Building on our finding that the increase in female smoking largely pre-dated the transition period, in this section, we examine the more general phenomenon of pronounced gender differences in smoking, and in the Russian context, particularly the reasons for the (relative) persistence of the habit among men into older age as well as the potential reasons for rising smoking rates among women from the 1980s.

In the previous chapter we introduced the Lopez model that describes the differential adoption of smoking by gender and socioeconomic characteristics, and the subsequent smoking-related mortality. In 2010, a revised version of the model was proposed, among others by the main author of the original model, out of the recognition that the 2-3 decade lag with which the model predicts female smoking to increase compared to men is too restrictive and not applicable to many low and middle-income countries where we see high prevalence rates as well as high smoking-attributable mortality among men, but still low levels of both indicators among women (Thun et al., 2012).
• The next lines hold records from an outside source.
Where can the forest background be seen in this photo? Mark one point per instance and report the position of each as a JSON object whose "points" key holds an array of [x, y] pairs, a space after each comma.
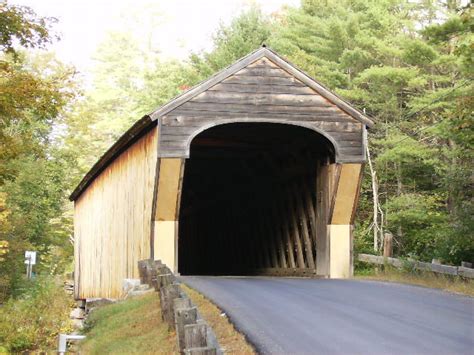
{"points": [[408, 64]]}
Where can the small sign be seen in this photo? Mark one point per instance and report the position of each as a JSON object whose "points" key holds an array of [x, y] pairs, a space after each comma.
{"points": [[30, 257]]}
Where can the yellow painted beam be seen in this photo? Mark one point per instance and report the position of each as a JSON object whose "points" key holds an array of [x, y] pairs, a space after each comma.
{"points": [[340, 264], [165, 245], [346, 194], [168, 189], [168, 194]]}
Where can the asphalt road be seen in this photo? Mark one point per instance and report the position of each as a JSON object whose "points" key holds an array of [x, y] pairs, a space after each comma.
{"points": [[303, 316]]}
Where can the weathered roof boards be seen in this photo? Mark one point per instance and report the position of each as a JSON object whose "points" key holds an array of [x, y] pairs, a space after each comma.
{"points": [[254, 171]]}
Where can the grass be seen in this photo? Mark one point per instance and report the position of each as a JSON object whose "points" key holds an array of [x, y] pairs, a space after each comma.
{"points": [[448, 283], [228, 337], [130, 326]]}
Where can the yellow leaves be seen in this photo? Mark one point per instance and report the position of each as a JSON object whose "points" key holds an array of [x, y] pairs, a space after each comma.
{"points": [[3, 249]]}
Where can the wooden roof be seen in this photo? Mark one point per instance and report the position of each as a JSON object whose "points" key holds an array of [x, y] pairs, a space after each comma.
{"points": [[193, 94]]}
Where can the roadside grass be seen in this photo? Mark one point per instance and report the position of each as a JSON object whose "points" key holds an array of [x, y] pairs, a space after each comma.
{"points": [[130, 326], [454, 284], [229, 338]]}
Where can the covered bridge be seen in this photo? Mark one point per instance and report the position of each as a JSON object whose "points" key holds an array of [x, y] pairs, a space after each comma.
{"points": [[256, 170]]}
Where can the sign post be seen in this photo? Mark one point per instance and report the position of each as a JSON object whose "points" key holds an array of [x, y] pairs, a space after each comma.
{"points": [[30, 257]]}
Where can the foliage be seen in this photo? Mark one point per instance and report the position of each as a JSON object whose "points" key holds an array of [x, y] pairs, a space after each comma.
{"points": [[246, 33], [21, 24], [130, 326], [34, 168], [33, 321]]}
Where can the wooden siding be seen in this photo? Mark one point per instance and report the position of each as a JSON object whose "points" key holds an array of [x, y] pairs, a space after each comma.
{"points": [[112, 221], [261, 92]]}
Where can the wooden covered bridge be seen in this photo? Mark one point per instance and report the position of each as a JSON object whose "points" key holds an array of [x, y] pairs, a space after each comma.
{"points": [[256, 170]]}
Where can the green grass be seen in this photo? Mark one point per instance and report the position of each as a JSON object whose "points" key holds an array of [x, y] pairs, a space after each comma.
{"points": [[448, 283], [130, 326]]}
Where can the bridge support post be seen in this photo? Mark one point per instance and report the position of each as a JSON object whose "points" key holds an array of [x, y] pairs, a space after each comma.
{"points": [[166, 211], [345, 196]]}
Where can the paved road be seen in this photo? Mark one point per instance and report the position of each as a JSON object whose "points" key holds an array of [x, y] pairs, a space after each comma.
{"points": [[283, 315]]}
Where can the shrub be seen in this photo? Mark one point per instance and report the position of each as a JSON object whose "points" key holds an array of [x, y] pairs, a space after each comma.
{"points": [[33, 321]]}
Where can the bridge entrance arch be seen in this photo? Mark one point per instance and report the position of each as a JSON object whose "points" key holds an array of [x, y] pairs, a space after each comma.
{"points": [[254, 200]]}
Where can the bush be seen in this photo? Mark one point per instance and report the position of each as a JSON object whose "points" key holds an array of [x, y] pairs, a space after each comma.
{"points": [[33, 321]]}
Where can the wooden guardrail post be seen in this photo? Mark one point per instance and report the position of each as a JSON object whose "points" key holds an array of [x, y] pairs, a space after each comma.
{"points": [[183, 316], [388, 245], [167, 296], [195, 336], [201, 351]]}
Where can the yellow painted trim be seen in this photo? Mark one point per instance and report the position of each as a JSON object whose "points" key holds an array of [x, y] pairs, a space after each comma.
{"points": [[340, 263], [346, 194], [168, 188], [165, 242]]}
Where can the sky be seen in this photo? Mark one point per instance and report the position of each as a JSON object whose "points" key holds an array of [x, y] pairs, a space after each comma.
{"points": [[179, 26]]}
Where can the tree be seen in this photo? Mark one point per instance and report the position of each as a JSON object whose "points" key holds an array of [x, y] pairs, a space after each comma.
{"points": [[35, 88], [409, 66]]}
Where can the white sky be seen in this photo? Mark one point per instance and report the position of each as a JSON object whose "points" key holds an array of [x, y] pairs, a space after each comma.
{"points": [[180, 26]]}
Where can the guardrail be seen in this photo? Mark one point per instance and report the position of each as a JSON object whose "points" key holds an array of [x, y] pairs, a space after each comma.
{"points": [[194, 335], [418, 265]]}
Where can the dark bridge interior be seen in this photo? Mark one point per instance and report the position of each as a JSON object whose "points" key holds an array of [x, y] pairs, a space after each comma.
{"points": [[248, 202]]}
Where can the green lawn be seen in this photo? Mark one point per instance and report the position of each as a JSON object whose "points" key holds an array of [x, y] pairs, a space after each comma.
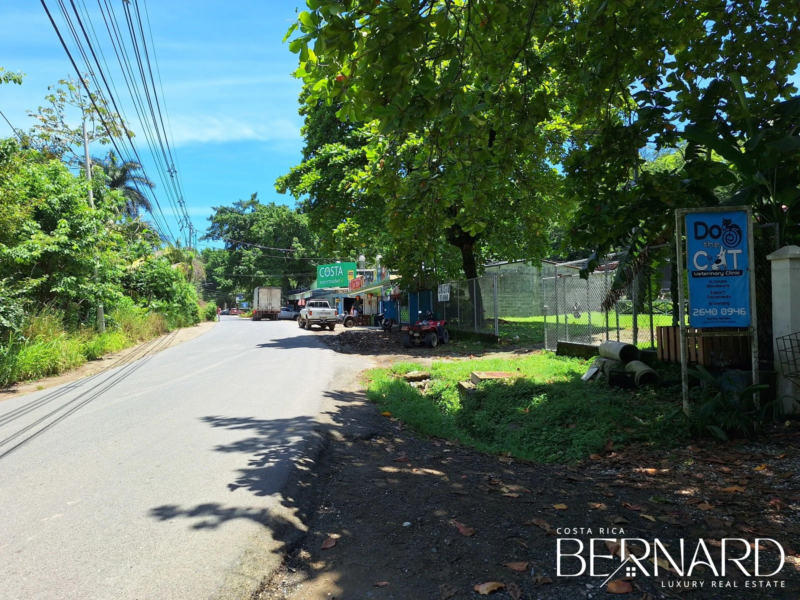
{"points": [[547, 414], [530, 330]]}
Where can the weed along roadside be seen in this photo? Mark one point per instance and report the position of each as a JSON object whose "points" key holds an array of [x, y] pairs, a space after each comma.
{"points": [[503, 487], [543, 412]]}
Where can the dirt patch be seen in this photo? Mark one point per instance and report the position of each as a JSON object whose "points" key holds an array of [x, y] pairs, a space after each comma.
{"points": [[381, 344], [407, 517], [106, 362]]}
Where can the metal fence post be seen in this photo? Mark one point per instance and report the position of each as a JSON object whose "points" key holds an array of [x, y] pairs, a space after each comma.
{"points": [[589, 309], [558, 305], [650, 294], [496, 321], [475, 303], [605, 289], [458, 305], [635, 311]]}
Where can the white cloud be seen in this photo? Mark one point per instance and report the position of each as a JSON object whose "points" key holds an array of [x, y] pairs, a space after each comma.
{"points": [[200, 128]]}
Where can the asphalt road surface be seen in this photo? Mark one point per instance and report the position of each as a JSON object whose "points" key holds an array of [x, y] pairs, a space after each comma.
{"points": [[155, 478]]}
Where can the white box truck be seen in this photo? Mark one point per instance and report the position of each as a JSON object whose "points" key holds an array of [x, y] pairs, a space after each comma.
{"points": [[266, 303]]}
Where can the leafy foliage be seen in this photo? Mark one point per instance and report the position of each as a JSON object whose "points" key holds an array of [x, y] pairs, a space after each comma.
{"points": [[55, 136], [725, 410], [265, 244]]}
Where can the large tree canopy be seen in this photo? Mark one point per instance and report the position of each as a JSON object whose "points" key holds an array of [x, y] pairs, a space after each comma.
{"points": [[460, 143], [467, 95]]}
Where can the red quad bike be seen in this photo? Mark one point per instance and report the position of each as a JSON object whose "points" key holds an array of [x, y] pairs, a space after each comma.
{"points": [[428, 329]]}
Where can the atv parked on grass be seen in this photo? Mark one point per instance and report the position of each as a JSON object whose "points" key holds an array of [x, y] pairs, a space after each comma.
{"points": [[428, 330]]}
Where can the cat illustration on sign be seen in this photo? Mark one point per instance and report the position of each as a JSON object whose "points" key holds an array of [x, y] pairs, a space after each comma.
{"points": [[721, 262]]}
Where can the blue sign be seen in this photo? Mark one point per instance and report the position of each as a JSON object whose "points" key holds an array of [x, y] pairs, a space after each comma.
{"points": [[719, 269]]}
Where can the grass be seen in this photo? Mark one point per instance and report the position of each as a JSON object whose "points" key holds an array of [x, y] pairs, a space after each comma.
{"points": [[547, 414], [44, 347], [530, 330]]}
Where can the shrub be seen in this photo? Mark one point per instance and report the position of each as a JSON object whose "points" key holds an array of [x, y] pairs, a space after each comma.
{"points": [[210, 312], [38, 359], [110, 341], [725, 410], [136, 323]]}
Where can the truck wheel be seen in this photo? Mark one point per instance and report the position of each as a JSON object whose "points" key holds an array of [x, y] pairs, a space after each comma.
{"points": [[431, 340]]}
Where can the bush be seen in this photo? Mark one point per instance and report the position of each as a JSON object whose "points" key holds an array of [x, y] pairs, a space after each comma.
{"points": [[210, 312], [136, 323], [111, 341], [38, 359], [725, 410]]}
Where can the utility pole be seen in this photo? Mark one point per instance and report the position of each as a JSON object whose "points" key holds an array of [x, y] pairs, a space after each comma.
{"points": [[101, 318]]}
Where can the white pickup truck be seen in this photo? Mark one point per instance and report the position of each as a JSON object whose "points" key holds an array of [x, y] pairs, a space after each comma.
{"points": [[317, 312]]}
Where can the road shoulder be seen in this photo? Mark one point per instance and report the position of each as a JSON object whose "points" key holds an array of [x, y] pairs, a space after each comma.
{"points": [[108, 361]]}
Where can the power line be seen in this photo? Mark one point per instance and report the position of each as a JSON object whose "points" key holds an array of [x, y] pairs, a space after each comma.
{"points": [[81, 78]]}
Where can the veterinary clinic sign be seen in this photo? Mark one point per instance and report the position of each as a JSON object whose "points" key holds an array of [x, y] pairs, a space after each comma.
{"points": [[718, 263], [335, 275]]}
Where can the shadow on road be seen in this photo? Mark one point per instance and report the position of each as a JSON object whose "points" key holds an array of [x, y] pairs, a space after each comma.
{"points": [[282, 458]]}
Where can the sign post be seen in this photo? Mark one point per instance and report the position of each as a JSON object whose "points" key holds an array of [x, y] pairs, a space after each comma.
{"points": [[720, 275]]}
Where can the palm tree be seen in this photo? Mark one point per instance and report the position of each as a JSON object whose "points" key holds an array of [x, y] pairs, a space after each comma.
{"points": [[122, 176]]}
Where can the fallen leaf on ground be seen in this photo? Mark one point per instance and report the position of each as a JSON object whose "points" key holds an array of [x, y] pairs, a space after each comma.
{"points": [[617, 520], [541, 524], [465, 531], [329, 543], [514, 591], [778, 504], [484, 589], [619, 587], [734, 488]]}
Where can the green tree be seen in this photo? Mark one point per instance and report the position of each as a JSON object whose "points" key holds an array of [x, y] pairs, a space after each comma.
{"points": [[124, 176], [54, 134], [464, 122], [264, 244]]}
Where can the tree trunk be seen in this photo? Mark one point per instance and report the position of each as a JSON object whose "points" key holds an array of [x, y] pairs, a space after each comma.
{"points": [[465, 242]]}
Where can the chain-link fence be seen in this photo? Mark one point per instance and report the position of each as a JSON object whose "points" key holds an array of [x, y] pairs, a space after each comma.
{"points": [[552, 303], [590, 310]]}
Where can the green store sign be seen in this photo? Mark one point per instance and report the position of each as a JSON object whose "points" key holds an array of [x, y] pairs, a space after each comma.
{"points": [[335, 275]]}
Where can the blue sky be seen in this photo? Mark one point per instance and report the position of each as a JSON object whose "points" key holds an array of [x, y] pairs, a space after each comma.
{"points": [[228, 88]]}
Rather than defining the four stages in terms of comparative levels of smoking prevalence and smoking-

attributable mortality in men and women, they suggest in their revised model to describe the stages separately by gender since it is difficult to predict when female smoking will rise. That is, a country could be in the final stage for male smoking, but still in the second stage with regard to female smoking. The low prevalence and lagging behind of female smoking is typically driven by social taboos that label smoking as an unfeminine behaviour. Increases in female smoking are thus associated with the breaking away from such cultural traditions, often facilitated by social, economic and political transformations associated with globalisation.

One potential explanation for the strongly gendered nature of smoking in Russia comes from the sociological literature which has focused on the normative influences of negative health-related behaviours within the context of the long-term deterioration/stagnation of health outcomes in Russia. Cockerham (1999, 2009) argues that negative health lifestyles such as excessive alcohol consumption, smoking, a high fat diet and lack of exercise are shaped both by cultural traditions and material circumstances and differ along the three key dimensions of gender, age and class (Cockerham, 2009, 1999). In his view the entrenched pattern of negative health lifestyles among men originates in peasant and working class culture which put a certain set of normative demands on male behaviour, for example, drinking as long as one is able to. Cockerham sees the working-class tradition of heavy episodic drinking as a structural constraint on individual choice in that norms and group dynamics ‘force’ men to drink if they want to belong to a certain group. While such norms might not be as strong for smoking, the strong association between drinking and smoking links tobacco consumption to the social norms of male behaviour described above. The working-class lifestyle explanation also accommodates the lower consumption of alcohol and cigarettes among females and argues that, while considered the social norm for men, drinking and smoking were not considered an acceptable behaviour for women (Cockerham, 2009).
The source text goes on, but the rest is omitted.